I'm grateful for all of our sons.  I'm grateful for my sweet wife and that she agreed to be my eternal companion way back in 1975.  I'm grateful that I was willing to listen to the spirit when it whispered that she was the one.  We'd only known each other for less than a month when I proposed.  It must've not been just my good looks and abundance of wealth that captured her attention.  Okay, maybe it was.

Evelyn was born and raised in Utah Valley and we both were on the same page as to our marriage location, the Salt Lake City Temple.  My parents had been married there in 1947 and it was an easy decision.  I had become acquainted with Elder Paul H. Dunn a few years before, while attending Ricks College.  For some reason he had shown an interest in me at that time and while I was serving a mission in Texas.  He volunteered to officiate at our wedding and the date was scheduled, October 9, 1975 at 6:00 AM.  Yes, you read that correctly.

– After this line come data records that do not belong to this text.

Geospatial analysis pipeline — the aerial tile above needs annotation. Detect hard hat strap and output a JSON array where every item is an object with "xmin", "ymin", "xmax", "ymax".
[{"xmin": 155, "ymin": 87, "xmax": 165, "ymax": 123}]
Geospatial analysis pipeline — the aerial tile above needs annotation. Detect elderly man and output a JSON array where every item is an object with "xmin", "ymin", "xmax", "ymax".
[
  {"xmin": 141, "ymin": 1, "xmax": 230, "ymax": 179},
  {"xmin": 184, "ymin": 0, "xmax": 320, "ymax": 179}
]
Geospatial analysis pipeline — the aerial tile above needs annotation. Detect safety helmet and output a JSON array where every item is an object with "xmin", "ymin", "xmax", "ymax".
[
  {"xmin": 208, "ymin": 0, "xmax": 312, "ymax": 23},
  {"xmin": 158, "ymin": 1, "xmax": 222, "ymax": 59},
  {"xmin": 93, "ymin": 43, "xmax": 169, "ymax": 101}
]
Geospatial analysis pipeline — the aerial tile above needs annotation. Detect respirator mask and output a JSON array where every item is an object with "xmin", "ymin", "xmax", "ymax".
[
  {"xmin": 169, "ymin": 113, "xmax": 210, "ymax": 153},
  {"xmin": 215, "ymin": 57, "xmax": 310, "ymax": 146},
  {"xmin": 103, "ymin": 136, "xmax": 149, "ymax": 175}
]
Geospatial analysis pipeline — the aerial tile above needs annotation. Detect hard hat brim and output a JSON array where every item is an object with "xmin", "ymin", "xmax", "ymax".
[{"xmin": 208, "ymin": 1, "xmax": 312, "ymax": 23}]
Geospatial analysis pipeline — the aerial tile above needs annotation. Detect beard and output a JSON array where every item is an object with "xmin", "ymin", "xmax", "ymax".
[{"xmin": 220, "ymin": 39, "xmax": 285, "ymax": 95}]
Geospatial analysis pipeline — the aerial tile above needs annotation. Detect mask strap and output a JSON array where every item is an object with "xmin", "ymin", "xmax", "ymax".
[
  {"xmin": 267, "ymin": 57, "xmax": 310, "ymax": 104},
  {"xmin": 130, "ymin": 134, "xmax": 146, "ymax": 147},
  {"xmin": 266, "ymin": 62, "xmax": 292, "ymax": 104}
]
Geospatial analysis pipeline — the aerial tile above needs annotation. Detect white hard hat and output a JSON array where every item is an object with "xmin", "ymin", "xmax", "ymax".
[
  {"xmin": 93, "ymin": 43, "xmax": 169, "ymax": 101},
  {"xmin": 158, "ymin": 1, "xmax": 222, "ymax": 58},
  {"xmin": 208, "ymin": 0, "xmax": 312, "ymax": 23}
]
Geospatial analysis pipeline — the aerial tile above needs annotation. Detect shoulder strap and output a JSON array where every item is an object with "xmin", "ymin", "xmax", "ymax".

It was a Thursday and that was the day that the general authorities gathered in the Salt Lake Temple.  Because their meetings were scheduled to begin at 7:00 AM we would have to make our appointment for that early hour.  Through all of the years that have followed, I've never had too much sympathy when young brides have complained about the lack of time to get ready on their wedding day.  Evelyn had to be prepared when I drove to her home to pick her up at 4:45 in the morning.  Alright, enough of this reminiscing and I have already recorded those moments in other records.

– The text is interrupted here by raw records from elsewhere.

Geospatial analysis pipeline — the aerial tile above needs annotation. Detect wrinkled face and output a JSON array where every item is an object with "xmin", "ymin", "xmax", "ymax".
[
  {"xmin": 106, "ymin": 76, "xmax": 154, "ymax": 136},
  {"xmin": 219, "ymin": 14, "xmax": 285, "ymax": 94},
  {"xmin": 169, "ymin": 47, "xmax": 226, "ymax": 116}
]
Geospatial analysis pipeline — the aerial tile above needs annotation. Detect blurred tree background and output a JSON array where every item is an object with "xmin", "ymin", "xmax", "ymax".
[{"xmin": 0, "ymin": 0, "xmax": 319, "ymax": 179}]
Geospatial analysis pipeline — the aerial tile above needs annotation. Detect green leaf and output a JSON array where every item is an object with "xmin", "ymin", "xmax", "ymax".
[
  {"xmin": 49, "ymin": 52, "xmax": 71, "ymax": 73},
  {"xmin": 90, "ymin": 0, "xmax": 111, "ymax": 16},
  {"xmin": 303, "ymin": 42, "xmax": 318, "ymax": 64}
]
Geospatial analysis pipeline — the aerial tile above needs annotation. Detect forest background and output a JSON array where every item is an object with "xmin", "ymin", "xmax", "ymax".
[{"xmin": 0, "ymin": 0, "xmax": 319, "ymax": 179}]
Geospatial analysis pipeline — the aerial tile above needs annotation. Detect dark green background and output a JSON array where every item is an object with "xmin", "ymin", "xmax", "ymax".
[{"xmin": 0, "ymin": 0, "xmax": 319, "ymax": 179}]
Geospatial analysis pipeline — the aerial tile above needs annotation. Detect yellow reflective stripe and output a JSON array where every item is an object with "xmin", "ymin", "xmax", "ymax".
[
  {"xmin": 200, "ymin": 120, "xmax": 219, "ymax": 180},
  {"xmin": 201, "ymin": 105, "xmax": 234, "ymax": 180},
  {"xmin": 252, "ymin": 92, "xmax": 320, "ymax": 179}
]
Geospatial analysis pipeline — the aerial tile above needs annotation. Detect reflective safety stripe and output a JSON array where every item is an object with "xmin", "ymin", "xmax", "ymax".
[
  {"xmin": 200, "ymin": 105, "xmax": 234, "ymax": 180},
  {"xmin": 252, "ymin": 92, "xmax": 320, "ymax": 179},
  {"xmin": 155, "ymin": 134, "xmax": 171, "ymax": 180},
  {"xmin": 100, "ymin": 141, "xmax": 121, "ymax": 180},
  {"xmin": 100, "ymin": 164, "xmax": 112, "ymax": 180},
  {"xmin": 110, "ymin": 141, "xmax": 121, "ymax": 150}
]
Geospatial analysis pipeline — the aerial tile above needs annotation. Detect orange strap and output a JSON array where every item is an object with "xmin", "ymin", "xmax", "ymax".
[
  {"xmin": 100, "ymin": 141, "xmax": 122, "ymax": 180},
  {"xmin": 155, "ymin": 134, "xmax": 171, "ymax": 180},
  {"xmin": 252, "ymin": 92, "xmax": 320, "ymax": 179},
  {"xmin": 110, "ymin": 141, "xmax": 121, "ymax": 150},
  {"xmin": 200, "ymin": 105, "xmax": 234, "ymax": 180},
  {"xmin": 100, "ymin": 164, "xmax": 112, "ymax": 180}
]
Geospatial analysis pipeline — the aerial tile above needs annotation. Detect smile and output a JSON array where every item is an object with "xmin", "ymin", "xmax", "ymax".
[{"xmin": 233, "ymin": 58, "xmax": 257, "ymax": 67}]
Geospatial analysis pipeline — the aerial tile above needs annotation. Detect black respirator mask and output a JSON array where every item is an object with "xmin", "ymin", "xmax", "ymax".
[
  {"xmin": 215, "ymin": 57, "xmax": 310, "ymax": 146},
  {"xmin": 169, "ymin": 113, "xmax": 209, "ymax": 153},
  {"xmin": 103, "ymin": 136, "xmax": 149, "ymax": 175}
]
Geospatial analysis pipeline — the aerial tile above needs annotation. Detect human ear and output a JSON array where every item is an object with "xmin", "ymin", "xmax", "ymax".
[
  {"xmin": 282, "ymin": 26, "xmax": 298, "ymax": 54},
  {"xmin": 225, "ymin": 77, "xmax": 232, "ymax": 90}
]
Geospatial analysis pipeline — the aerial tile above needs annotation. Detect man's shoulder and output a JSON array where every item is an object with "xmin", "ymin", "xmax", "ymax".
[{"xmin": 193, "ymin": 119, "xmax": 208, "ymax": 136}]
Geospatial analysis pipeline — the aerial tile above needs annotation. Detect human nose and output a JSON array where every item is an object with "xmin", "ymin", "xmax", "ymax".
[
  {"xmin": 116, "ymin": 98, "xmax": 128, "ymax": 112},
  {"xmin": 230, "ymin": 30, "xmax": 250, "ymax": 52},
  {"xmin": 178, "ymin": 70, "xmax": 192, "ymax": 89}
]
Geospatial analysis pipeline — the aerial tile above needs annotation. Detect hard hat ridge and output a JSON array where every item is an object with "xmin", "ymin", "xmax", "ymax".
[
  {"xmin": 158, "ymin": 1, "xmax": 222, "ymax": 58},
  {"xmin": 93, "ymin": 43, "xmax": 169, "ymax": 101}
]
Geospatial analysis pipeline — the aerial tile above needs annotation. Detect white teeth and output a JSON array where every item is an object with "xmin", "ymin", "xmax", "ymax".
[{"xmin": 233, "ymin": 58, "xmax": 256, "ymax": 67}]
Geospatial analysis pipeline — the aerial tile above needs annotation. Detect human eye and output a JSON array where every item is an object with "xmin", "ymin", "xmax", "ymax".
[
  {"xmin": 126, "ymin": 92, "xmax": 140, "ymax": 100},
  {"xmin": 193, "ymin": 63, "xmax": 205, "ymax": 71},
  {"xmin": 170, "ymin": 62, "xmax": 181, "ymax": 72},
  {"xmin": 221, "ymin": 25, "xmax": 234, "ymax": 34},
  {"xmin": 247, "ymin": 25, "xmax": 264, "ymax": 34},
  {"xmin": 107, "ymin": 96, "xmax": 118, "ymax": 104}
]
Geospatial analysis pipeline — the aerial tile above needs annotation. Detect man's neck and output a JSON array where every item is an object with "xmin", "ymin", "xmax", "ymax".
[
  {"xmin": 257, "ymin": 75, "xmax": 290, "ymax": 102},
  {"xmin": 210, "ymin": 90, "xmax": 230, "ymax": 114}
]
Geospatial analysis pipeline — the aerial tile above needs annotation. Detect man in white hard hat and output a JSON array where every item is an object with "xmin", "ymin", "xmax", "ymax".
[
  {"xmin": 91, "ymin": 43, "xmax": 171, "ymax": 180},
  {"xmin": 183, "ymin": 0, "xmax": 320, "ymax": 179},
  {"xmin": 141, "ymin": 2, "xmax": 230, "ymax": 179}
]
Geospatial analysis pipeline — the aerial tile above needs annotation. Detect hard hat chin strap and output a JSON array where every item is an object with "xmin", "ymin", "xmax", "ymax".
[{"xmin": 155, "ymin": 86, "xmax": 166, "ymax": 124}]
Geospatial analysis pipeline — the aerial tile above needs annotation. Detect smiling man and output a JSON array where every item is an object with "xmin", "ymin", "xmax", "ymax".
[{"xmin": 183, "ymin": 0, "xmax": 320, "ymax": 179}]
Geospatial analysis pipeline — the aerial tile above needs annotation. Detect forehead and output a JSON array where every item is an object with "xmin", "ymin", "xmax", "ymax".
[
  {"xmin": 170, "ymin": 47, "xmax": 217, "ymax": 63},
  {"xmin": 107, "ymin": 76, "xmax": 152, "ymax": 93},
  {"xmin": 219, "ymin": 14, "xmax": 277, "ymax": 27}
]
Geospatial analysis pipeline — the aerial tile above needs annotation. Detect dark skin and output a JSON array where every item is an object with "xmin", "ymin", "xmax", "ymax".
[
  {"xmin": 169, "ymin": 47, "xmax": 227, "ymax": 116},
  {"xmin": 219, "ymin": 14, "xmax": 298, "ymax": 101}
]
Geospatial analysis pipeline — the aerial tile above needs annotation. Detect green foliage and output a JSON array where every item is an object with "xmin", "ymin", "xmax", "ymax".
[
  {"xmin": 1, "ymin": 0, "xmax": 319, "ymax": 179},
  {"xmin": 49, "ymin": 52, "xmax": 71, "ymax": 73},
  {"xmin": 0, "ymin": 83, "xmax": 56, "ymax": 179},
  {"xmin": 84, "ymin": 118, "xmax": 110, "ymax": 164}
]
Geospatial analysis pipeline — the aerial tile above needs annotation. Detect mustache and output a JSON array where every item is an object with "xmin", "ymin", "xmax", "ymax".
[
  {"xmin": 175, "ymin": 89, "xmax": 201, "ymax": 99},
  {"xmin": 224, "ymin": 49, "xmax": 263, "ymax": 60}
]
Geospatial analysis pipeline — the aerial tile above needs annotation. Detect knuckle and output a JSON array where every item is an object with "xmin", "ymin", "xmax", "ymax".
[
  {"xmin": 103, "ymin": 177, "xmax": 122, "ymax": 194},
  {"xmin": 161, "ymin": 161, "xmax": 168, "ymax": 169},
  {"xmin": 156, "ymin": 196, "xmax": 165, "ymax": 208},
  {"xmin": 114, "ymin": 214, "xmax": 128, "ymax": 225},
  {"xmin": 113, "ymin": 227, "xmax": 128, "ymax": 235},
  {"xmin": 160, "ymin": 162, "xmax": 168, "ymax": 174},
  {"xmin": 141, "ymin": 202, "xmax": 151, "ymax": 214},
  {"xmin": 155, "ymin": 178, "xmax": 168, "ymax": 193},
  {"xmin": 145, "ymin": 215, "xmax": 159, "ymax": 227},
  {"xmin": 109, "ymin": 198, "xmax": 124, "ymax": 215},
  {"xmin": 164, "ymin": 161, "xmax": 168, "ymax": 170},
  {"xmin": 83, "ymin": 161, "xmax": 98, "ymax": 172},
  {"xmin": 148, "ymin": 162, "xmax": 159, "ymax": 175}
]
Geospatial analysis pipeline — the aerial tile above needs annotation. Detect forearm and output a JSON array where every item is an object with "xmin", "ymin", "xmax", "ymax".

Back to gratitude. This evening we will be meeting with some of the YSA and missionaries to sing at the Goodwin Centre.  When I stand off to the side, where I can see everyone, it is a beautiful feeling.  Evelyn playing the piano while some sweet young people singing to older folks, many that are unable to do anything more than nod along.  I am filled with such feelings of sweetness because of the knowledge that I have regarding a great plan of happiness.  Thankful that I will see these people again, and with a health and beauty that mortality has taken away.  There will be a resurrection and I am confident that many, if not all, will want to know the full message that has been alluded to in those poetic hymns.  Then we will sing, and shout, together.  Then I can tell the fellow I met this morning, who at 90 years of age, said he didn't have any belief in Christ, that there really is a plan in this moment.  There really was something, and somewhere, before we were born, that this world didn't just come into being through some accidental gathering of matter.  That our spirits which inhabit our mortal frames will not cease to be when our hearts are stopped.  That there is a place of peace and rest.

I'm also grateful that it is nearly 34 degrees Celsius outside and there is zero probability that I will slip and fall on the ice.  There is also no need to arise early to shovel off the deck, plow out the upper driveway and take the snow blower down the hill.  Although I do wish that I could clear off LaVor and Barbara's driveway.